In Colombo and other urban centres, small shops and higher-class homes employ Up-country Tamil youth who are forced to support their families on the estate. In August 2009, two Up-country Tamils, both underage domestics, were found dead in one of Colombo's high-security zones. The girls, from the central Maskeliya estate, had been hired through brokers and sent to Colombo. Young Tamil mothers, unable to care for more children, continue to eagerly give consent for sterilisation procedures that pay a SLR 500 incentive. These are just a few examples of the ways in which Up-country Tamil estate residents continue to make decisions under the conditions of a captive labour force. The Sri Lankan government, community leaders, members of civil society and individual households must address and challenge this history of complicity, and develop multilevel and proactive strategies to break these cycles of social practice.

Up-country Tamil leaders must actively engage the question of a political solution and their own role in promoting more democratised forms of power-sharing and reconciliation in post-war Sri Lanka. In 2006, the All Party Representative Committee (APRC) Expert Panel released a preliminary report outlining constitutional, language and cultural reforms, and one section was dedicated to enhancing power-sharing for the Up-country Tamils. Unfortunately, these recommendations did not find a place in the final APRC proposals when they were released in January 2008. Instead, the final proposals called for the retroactive implementation of the 13th Amendment and devolution of power to the provinces, seen as incomplete because the special status of Up-country Tamils would not be addressed adequately by such devolution (see Himal July 2009, "13th Amendment and beyond"). Up-country Tamil leaders must press the question of a political solution beyond the present Constitution, in order to ensure that their minority constituency is recognised as a viable stakeholder for power-sharing plans on the national level.

There is presently a widened space for dialogue on Sri Lanka's post-war future, due to the February 2009 presidential elections. Up-country Tamil leaders have been engaging the candidates and other political groups on issues concerning minority rights, the Emergency Regulations and internal displacement, and candidates seem determined to court minorities and secure their votes. In late December 2009, three senior members of the pro-government Ceylon Workers' Congress resigned from their party and crossed over to the United National Party (UNP) opposition, in support of presidential candidate Sarath Fonseka.
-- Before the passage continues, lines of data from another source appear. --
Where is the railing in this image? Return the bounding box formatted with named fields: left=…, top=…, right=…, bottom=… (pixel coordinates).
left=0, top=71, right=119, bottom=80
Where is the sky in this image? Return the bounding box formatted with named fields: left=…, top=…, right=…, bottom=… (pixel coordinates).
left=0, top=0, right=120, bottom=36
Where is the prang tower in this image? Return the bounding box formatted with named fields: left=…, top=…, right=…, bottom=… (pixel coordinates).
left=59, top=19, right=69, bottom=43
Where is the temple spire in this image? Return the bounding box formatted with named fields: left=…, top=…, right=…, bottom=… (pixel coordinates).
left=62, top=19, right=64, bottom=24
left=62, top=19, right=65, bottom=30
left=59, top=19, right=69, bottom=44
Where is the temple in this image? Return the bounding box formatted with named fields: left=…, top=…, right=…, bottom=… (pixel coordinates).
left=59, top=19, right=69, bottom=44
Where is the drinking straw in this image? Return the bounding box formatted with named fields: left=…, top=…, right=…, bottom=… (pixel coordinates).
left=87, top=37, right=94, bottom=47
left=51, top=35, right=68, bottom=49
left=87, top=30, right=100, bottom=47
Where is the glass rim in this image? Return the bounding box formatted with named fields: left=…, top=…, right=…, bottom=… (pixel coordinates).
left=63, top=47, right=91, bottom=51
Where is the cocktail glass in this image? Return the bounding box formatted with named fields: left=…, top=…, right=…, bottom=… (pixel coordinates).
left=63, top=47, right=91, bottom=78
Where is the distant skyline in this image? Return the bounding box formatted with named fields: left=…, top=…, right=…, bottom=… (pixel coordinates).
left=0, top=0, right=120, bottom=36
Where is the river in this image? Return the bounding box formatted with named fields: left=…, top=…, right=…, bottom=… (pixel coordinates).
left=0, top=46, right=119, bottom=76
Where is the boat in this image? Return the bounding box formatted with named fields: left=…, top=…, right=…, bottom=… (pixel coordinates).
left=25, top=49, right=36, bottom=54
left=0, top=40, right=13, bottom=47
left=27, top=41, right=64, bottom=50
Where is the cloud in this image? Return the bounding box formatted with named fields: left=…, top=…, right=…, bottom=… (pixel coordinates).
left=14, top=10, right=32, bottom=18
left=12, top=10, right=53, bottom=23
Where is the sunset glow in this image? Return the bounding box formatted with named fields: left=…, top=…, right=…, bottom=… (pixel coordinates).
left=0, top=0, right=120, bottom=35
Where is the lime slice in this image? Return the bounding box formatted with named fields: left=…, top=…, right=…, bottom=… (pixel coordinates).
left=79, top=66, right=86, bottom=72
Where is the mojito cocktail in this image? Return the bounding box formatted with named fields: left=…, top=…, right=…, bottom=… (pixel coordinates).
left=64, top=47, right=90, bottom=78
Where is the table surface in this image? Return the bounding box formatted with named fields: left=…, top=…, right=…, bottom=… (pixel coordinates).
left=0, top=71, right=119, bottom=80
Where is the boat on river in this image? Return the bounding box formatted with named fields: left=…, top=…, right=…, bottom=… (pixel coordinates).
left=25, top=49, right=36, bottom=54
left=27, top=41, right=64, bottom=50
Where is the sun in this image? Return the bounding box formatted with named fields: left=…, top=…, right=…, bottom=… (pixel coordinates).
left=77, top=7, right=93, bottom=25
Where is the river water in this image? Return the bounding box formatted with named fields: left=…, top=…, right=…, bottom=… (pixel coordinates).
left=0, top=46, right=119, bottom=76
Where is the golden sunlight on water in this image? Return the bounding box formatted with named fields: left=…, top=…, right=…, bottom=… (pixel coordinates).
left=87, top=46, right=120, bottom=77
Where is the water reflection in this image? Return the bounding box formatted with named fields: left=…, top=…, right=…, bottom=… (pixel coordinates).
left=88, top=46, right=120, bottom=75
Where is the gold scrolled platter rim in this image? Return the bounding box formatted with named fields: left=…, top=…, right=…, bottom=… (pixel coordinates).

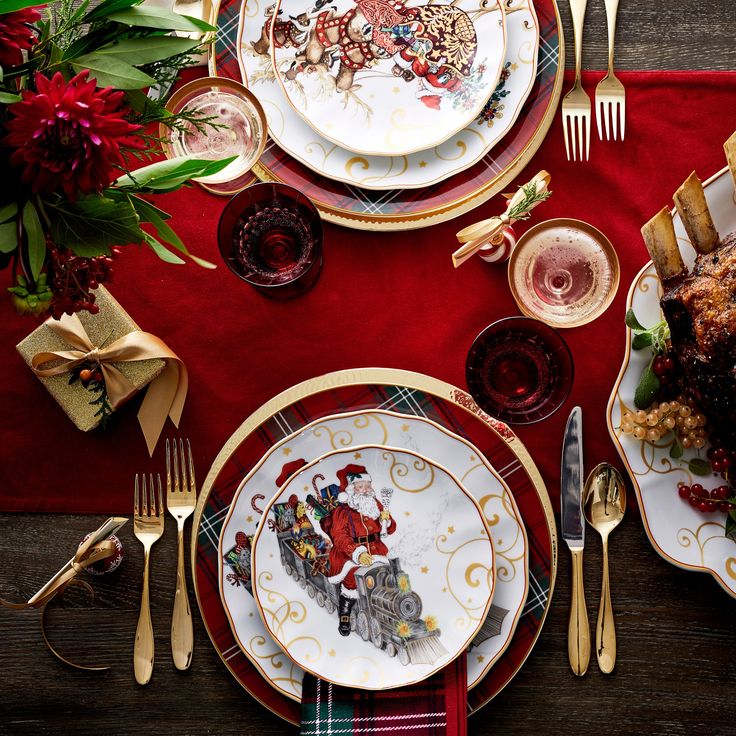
left=217, top=407, right=529, bottom=698
left=249, top=442, right=496, bottom=692
left=209, top=0, right=565, bottom=230
left=605, top=164, right=736, bottom=599
left=191, top=367, right=557, bottom=720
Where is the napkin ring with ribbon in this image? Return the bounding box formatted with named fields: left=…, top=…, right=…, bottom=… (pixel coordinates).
left=0, top=518, right=127, bottom=671
left=30, top=312, right=188, bottom=456
left=452, top=170, right=552, bottom=268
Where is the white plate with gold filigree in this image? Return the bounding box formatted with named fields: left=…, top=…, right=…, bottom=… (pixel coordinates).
left=607, top=165, right=736, bottom=598
left=238, top=0, right=536, bottom=189
left=218, top=409, right=527, bottom=699
left=250, top=444, right=494, bottom=690
left=268, top=0, right=507, bottom=157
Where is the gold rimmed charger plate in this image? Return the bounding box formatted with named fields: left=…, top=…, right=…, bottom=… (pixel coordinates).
left=191, top=367, right=557, bottom=723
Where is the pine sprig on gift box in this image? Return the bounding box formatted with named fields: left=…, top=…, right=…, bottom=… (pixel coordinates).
left=68, top=363, right=114, bottom=427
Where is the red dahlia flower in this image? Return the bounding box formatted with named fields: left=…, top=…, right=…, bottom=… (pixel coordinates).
left=0, top=7, right=41, bottom=68
left=4, top=71, right=143, bottom=199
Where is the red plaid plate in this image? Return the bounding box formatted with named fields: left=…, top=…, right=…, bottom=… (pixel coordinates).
left=191, top=369, right=557, bottom=724
left=208, top=0, right=564, bottom=229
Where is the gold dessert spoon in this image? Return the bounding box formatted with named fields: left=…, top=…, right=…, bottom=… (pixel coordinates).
left=583, top=463, right=626, bottom=673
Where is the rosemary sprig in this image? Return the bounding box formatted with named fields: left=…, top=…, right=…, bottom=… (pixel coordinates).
left=506, top=181, right=553, bottom=220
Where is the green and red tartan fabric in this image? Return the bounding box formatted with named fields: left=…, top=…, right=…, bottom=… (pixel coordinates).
left=195, top=382, right=553, bottom=726
left=300, top=655, right=468, bottom=736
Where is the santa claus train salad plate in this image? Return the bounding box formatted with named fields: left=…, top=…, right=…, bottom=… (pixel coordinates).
left=269, top=0, right=507, bottom=157
left=607, top=166, right=736, bottom=599
left=218, top=408, right=528, bottom=700
left=193, top=368, right=556, bottom=724
left=250, top=444, right=495, bottom=690
left=237, top=0, right=538, bottom=189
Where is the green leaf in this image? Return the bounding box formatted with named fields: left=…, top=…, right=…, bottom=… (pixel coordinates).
left=669, top=439, right=683, bottom=459
left=105, top=6, right=215, bottom=32
left=0, top=0, right=43, bottom=14
left=632, top=332, right=653, bottom=350
left=0, top=202, right=18, bottom=223
left=114, top=155, right=237, bottom=191
left=634, top=363, right=660, bottom=410
left=143, top=232, right=186, bottom=265
left=688, top=458, right=712, bottom=477
left=0, top=221, right=18, bottom=253
left=22, top=202, right=46, bottom=280
left=0, top=92, right=21, bottom=104
left=725, top=512, right=736, bottom=543
left=47, top=195, right=144, bottom=251
left=132, top=194, right=215, bottom=268
left=93, top=36, right=201, bottom=65
left=83, top=0, right=144, bottom=22
left=70, top=53, right=156, bottom=90
left=625, top=308, right=646, bottom=332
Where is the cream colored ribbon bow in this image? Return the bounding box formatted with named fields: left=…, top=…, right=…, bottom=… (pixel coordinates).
left=452, top=170, right=552, bottom=268
left=31, top=313, right=188, bottom=456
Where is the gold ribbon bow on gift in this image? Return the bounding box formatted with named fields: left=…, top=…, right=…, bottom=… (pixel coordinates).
left=31, top=313, right=188, bottom=456
left=452, top=170, right=552, bottom=268
left=0, top=518, right=127, bottom=671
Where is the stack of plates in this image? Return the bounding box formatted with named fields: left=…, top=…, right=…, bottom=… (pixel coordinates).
left=193, top=369, right=557, bottom=722
left=209, top=0, right=564, bottom=230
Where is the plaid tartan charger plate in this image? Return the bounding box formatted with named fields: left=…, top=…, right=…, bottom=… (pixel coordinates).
left=208, top=0, right=564, bottom=229
left=191, top=369, right=557, bottom=725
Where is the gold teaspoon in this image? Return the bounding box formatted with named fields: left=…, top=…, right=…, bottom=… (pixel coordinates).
left=583, top=463, right=626, bottom=673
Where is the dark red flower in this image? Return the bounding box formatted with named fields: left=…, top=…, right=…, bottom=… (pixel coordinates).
left=4, top=71, right=143, bottom=199
left=0, top=7, right=42, bottom=68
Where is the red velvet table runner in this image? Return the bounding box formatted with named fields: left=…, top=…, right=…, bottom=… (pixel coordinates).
left=2, top=71, right=735, bottom=514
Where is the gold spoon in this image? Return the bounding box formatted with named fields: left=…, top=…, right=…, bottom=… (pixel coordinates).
left=583, top=463, right=626, bottom=673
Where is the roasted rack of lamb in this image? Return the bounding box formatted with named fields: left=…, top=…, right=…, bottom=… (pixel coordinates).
left=641, top=132, right=736, bottom=449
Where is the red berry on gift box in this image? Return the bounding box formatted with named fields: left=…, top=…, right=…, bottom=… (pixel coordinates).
left=78, top=533, right=123, bottom=576
left=92, top=371, right=102, bottom=382
left=79, top=368, right=93, bottom=382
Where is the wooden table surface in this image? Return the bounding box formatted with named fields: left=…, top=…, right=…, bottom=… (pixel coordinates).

While these union members were not representing Up-country Tamils in the cabinet or Parliament, the shift definitely points to internal rifts within this long-standing trade union. Other parties (such as the Up-country People's Front, which recently lost leader P Chandrasekaran) have remained loyal to President Mahinda Rajapakse, however. With Up-country Tamil leaders splitting their allegiances between Rajapakse and Fonseka, it is clear that both candidates value the votes of this minority group. However, persistent forms of political patronage and the lack of a concrete political solution suggest a continued story of their marginalisation. Up-country Tamil leaders must acknowledge the opportunity represented by the elections, and attempt to engage in forms of political participation that ensure the rights of their constituency.

Enna ceyrathu? This is a Tamil phrase uttered at least once a day by estate workers and their families. What to do? First, the remark reflects anxiety about the future. What should we do? What can we do? Second, it conveys a defensive remorse about one's past actions. What could I have done? What other options did I have? Third, it reveals the speaker's frustration with existing circumstances. What to do here and now? For Up-country Tamils, life choices at the moment are often made through forced consent amidst an all-pervading atmosphere of resignation and desperation. But given the setbacks of the past collective wage agreement and the current state of disillusionment with union and party leadership, there is definite potential to reflect upon and challenge the poverty and subjugation. What is certain is that Up-country Tamil leaders and their constituencies must develop new forms of bargaining that can more securely bring about political and social change.